I am a living example of this as I played it and never had a struggle, barely using many of the mechanics or exploring, and it was the first Xenoblade I beat. Now we can argue the merits of this kind of thing, but I feel like only using games that are specifically more geared at younger audiences as an example is not really even what I'm talking about because the goal of those games is generally that mass appeal, to very beginners included.
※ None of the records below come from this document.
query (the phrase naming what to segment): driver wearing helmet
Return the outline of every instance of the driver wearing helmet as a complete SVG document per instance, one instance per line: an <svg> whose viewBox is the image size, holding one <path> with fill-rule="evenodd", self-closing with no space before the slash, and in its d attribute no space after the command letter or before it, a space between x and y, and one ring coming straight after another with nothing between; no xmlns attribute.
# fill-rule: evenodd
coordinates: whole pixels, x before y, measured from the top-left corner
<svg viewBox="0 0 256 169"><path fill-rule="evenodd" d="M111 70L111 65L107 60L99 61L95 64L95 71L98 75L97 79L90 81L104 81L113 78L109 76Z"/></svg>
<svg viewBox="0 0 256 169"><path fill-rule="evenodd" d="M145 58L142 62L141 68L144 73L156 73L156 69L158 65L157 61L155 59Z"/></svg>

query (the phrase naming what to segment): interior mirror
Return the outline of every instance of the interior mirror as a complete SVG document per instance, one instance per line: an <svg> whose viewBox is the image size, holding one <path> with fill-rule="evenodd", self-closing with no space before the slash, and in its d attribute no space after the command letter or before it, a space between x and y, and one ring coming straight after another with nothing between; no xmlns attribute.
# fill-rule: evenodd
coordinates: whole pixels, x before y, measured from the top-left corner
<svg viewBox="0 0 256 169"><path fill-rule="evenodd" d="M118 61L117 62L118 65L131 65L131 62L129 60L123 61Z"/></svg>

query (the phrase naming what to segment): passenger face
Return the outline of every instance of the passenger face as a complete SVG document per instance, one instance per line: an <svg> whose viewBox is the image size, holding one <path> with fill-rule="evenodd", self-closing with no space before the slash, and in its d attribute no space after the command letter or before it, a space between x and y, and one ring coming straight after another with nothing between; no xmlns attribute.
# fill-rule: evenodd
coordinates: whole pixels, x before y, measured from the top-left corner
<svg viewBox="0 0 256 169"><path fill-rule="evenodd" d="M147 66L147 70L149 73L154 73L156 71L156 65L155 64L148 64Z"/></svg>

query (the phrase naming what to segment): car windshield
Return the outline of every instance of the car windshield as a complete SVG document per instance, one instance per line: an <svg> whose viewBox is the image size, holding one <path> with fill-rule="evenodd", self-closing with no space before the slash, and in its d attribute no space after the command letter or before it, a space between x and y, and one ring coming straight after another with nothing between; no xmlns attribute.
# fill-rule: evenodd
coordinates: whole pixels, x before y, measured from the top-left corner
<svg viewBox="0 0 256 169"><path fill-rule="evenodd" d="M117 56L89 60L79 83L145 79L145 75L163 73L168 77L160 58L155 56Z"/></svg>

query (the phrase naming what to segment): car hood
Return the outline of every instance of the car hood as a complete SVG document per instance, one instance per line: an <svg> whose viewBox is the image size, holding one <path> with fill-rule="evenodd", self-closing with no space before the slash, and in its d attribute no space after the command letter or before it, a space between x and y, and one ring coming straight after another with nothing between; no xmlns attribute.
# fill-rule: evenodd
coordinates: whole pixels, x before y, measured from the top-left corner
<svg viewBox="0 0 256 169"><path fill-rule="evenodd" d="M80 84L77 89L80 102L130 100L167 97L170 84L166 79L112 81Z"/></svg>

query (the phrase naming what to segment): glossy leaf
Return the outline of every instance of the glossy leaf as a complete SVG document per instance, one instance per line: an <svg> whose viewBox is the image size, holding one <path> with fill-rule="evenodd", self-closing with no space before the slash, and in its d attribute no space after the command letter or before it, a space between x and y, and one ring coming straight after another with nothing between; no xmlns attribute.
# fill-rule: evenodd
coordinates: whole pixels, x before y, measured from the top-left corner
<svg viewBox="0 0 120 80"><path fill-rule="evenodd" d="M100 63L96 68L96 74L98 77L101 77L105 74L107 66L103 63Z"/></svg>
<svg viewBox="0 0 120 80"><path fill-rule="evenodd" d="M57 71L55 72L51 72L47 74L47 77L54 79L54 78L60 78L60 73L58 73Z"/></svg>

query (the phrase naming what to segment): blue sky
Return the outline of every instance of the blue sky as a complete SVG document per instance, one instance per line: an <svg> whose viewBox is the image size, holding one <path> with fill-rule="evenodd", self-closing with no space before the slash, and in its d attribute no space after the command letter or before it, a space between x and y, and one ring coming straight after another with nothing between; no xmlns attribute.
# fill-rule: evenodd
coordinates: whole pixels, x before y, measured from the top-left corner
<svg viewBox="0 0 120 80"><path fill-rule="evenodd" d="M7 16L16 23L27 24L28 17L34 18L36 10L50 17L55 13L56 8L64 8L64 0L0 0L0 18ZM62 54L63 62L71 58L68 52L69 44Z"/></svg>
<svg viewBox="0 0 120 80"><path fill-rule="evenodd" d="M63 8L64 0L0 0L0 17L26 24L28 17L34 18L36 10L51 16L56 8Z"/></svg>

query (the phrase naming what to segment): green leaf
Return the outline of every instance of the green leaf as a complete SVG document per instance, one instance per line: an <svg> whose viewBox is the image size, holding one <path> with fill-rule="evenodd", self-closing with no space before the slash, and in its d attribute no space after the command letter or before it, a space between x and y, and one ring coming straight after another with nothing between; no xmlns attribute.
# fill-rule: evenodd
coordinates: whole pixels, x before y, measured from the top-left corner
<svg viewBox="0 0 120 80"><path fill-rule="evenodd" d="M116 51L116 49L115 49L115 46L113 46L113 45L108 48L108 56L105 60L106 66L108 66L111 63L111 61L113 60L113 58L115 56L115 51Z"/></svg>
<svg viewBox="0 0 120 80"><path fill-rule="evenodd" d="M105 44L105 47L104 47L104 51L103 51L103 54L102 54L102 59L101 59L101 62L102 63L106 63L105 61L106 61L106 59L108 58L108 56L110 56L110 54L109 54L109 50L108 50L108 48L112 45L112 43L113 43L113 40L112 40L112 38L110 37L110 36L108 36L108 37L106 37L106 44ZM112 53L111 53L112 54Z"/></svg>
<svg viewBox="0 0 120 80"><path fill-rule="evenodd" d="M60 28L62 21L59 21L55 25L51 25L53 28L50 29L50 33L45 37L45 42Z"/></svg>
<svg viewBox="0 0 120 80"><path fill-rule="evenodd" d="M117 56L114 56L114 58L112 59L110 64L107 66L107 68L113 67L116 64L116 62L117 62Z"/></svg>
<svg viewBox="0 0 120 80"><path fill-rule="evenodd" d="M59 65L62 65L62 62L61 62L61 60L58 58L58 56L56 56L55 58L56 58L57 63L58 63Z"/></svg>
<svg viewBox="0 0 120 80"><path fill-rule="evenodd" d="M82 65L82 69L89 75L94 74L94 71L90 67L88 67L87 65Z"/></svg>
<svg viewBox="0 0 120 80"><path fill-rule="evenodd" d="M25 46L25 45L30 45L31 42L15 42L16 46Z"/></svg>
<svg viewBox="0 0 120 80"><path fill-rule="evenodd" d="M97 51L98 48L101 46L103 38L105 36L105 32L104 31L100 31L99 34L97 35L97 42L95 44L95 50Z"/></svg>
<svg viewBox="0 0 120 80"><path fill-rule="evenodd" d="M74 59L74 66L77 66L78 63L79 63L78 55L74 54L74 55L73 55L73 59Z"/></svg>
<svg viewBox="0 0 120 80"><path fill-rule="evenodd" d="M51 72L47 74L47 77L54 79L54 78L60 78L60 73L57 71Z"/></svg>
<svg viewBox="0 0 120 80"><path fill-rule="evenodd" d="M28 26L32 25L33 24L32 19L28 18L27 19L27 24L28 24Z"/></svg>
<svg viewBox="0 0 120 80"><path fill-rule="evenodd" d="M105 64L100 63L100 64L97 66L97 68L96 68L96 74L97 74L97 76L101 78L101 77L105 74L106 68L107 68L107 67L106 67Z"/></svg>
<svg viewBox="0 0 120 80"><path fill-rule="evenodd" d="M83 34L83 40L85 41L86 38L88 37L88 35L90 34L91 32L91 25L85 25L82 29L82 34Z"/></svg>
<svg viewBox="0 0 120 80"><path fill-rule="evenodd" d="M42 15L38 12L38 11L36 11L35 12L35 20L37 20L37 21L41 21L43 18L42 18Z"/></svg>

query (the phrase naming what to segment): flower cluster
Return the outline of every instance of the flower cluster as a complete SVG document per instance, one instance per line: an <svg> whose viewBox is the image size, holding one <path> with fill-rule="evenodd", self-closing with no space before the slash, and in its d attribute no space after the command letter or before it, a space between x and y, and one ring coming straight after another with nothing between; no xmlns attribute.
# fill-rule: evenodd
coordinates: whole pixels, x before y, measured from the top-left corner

A lot of game designers are 100% intending you to use these side mechanics that overpowered mechanics/bad balancing can make useless. They want you to eek out advantages by using the side mechanics they spent a lot of time on. Tears of the Kingdom itself I criticize because puzzle elements are already fairly accessible, one of the most accessible types of games. The solutions I talked about remove the fun from the puzzles to many people I've seen, which isn't a service to beginner players either.
 
Now we can argue the merits of this kind of thing, but I feel like only using games that are specifically more geared at younger audiences as an example is not really even what I'm talking about because the goal of those games is generally that mass appeal, to very beginners included.
I generally agree with your post... but like. This comes across as "why did you use these examples?", but you vagueposted on a Pokemon site and used TOTK as your example: Smash and Pokemon were totally fair context. If they're not what you mean, that's fine, the clarification is useful, but if you were looking to hear other examples, that's on you.
 
I generally agree with your post... but like. This comes across as "why did you use these examples?", but you vagueposted on a Pokemon site and used TOTK as your example: Smash and Pokemon were totally fair context. If they're not what you mean, that's fine, the clarification is useful, but if you were looking to hear other examples, that's on you.
That's fair, you make a good point.

I actually wanna talk about Sakurai for a sec so I'm gonna use this reply as an excuse, hope you don't mind:

To be clear, I massively respect Sakurai for his work ethic, his creativity and what he's done for the industry. I love his Youtube videos and he is an inspiration.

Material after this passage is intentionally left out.